Microsoft was working on a separate version of Xbox Cloud Gaming (xCloud) that wouldn’t have been tied to its premium Xbox Game Pass Ultimate subscription. During the FTC v. Microsoft hearing today, the FTC’s counsel revealed that Microsoft had been working on a “dedicated xCloud SKU” last year.
“Xbox would very much like to do it,” said Sarah Bond, head of Xbox creator experience, in September 2022 — the same month Google announced its Stadia shutdown. Microsoft has now strangely changed its mind amid regulatory concerns over cloud gaming. So what’s changed since September 2022?
“We’ve continued to get more data about the success and the popularity of xCloud. We’ve gotten more clear on the costs related to it, and we have signed partnerships with others who provide those services,” says Bond.
This is a key part of the FTC v.

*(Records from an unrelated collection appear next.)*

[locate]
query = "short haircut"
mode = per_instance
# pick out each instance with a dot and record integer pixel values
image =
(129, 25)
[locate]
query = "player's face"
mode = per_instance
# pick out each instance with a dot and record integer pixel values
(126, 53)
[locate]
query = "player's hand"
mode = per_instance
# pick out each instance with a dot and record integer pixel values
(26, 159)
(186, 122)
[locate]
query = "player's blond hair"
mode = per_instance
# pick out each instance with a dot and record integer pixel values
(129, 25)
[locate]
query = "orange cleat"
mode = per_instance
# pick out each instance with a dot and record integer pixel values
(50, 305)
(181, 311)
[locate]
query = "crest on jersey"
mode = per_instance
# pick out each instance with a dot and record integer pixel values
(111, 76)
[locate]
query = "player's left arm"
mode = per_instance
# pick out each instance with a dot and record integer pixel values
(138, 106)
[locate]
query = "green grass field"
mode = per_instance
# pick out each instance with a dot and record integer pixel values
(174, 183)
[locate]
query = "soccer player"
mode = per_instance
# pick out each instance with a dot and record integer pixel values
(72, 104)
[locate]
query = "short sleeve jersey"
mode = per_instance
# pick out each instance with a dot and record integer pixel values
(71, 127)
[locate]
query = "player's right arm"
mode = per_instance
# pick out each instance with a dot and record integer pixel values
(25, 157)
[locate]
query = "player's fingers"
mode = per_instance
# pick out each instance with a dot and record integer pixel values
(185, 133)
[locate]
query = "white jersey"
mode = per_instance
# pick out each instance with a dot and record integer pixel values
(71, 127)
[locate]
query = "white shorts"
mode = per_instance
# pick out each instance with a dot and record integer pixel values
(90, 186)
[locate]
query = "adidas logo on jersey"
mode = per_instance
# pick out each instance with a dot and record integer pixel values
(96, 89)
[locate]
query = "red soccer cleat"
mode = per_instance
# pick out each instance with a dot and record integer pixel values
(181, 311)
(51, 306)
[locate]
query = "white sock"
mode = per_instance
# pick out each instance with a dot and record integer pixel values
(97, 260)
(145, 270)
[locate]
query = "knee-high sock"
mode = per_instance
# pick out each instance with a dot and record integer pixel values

Microsoft hearing, as Microsoft has been arguing that Xbox Cloud Gaming (xCloud) is simply a feature and not a dedicated market. If Microsoft was planning to offer access in a similar way to Google Stadia, then that undermines its argument that it’s just a feature. But it’s clear this was never always going to be just a feature.
“We believe there is going to be 2 billion gamers in the world, and our goal is to reach every one of them,” was the message from Kareem Choudhry, head of cloud gaming at Microsoft, when the company first started talking about xCloud in 2018.